Barresi has been hooked on flying kites ever since he first placed his hands on one in 1990. What started off as a small hobby has turned into Barresi’s full-time job, permitting him to fly kites in more than a dozen different countries. Barresi acknowledged that kite-flying is his true passion and he enjoys both the entertainment and competitive aspects of his occupation.
“I like to be funny with the folks,” Barresi said as he touched on his actions of comedically maneuvering his kite right into the faces of amazed Berkeley kite festival attendees.
Although, Barresi sets these lighthearted tricks aside when he takes on a much more serious persona as a competitor in kite flying tournaments.
A fairly new aspect to many, kite competitions consist of multiple different divisions most broadly separated by individual categories and team categories. Individually, Barresi participates in the “square” category, which is an evaluation of how a pilot displays straight lines and sharp turns precisely.
Additionally, Barresi competes in the “ballet” division, which consists of making a unique kite routine to a song of the pilot’s choice. Ballet competitions are judged on the choreography and variety of their performance. A performance to an iconic AC DC song was pointed out by Barresi as his favorite ballet production. Barresi said that the performance “took me on a journey.”
Aside from his talent individually, Barresi also leads teams of three or more in kite competitions. Within the team division groups of pilots intricately weave their lines together, creating unique visuals and stunts to later be judged on. Barresi and a teammate founded iQuad in 2006, which promotes team flying across the kite community.

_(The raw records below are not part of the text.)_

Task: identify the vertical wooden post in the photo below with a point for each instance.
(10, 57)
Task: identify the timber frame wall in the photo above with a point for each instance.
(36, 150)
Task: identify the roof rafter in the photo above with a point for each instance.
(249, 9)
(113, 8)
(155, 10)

Despite his talent competitively, Barresi never ceases to remember the original reason he fell in love with kites in the first place.
He has been attending the Berkeley festival for 27 years and said this one was his favorite.

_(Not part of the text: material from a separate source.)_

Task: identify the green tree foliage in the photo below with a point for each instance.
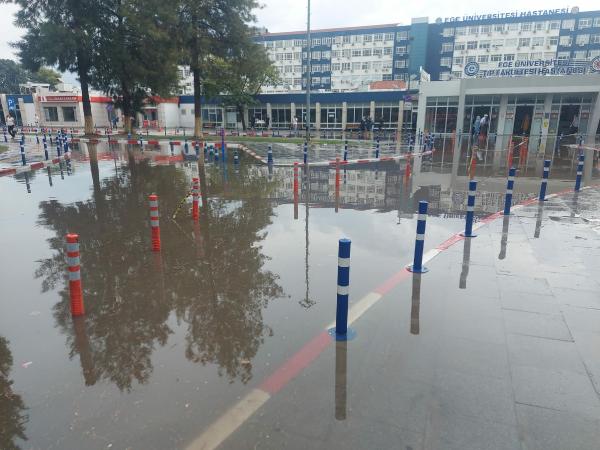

“There’s just such a wide diversity of everyone,” Barresi said. He also said he enjoyed that both professionals and amateurs shared the hillsides of Cesar Chavez Park near the Berkeley Marina.
“Anybody can fly kites whether their 90 or 5,” Barresi said.
When reflecting on what advice he would give potential kite flyers, Barresi acknowledged that his talent comes from many years of practice but ultimately kite flying centers around one simple principle.
“It all comes down to relaxing,” Barresi said. And after taking one long deep breath, he explained how the peaceful aspect of kite flying should never go unnoticed.
Barresi will continue to use his passion as a passport to many unique experiences in his lifetime. He has been a flyer for 26 years, 11 months, 1 week, 3 days, 17 hours, 43 minutes, and 15 seconds, according to his website,
Barresi only hopes to spread his love for kites to more people around the world.